Engineered thermostable fungal Cel6A and Cel7A cellobiohydrolases hydrolyze cellulose efficiently at elevated temperatures.

Thermostability is an important feature in industrial enzymes: it increases biocatalyst lifetime and enables reactions at higher temperatures, where faster rates and other advantages ultimately reduce the cost of biocatalysis. Here we report the thermostabilization of a chimeric fungal family 6 cellobiohydrolase (HJPlus) by directed evolution using random mutagenesis and recombination of beneficial mutations.
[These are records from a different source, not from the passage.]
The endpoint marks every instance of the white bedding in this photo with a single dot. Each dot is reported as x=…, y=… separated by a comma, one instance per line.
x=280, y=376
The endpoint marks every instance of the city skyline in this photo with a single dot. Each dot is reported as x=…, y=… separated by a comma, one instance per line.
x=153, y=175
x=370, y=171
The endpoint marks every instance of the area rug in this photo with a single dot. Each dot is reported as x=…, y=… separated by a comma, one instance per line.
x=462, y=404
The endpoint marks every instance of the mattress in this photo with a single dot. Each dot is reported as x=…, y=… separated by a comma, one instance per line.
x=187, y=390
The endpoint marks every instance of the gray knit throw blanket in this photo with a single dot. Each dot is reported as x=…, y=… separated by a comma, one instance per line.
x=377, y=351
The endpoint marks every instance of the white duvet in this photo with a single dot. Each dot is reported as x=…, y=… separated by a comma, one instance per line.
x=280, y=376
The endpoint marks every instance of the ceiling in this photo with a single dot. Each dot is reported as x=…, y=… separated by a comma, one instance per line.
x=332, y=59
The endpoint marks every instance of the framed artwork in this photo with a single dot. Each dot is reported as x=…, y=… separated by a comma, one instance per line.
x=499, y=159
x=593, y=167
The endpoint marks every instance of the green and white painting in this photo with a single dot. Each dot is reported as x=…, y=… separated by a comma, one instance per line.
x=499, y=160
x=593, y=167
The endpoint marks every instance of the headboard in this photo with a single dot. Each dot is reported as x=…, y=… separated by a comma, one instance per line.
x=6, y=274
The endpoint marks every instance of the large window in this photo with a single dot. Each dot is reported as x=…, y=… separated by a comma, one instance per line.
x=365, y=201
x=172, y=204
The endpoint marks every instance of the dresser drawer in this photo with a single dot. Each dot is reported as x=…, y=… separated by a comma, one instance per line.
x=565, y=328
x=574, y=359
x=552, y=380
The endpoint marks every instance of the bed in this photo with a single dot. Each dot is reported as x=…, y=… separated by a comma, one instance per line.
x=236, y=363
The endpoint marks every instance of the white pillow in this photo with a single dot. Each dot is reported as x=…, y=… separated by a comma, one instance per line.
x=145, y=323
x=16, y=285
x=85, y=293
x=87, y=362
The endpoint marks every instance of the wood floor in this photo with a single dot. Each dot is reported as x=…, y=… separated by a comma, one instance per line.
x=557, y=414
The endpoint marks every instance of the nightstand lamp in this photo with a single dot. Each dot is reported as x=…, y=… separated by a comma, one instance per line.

Thermostable variant 3C6P has a half-life of 280 min at 75°C and a T(50) of 80.1°C, a ~15°C increase over the thermostable Cel6A from Humicola insolens (HiCel6A) and a ~20°C increase over that from Hypocrea jecorina (HjCel6A). Most of the mutations also stabilize the less-stable HjCel6A, the wild-type Cel6A closest in sequence to 3C6P. During a 60-h Avicel hydrolysis, 3C6P released 2.4 times more cellobiose equivalents at its optimum temperature (T(opt)) of 75°C than HiCel6A at its T(opt) of 60°C. The total cellobiose equivalents released by HiCel6A at 60°C after 60 h is equivalent to the total released by 3C6P at 75°C after ~6 h, a 10-fold reduction in hydrolysis time. A binary mixture of thermostable Cel6A and Cel7A hydrolyzes Avicel synergistically and released 1.8 times more cellobiose equivalents than the wild-type mixture, both mixtures assessed at their respective T(opt). Crystal structures of HJPlus and 3C6P, determined at 1.5 and 1.2 Å resolution, indicate that the stabilization comes from improved hydrophobic interactions and restricted loop conformations by introduced proline residues.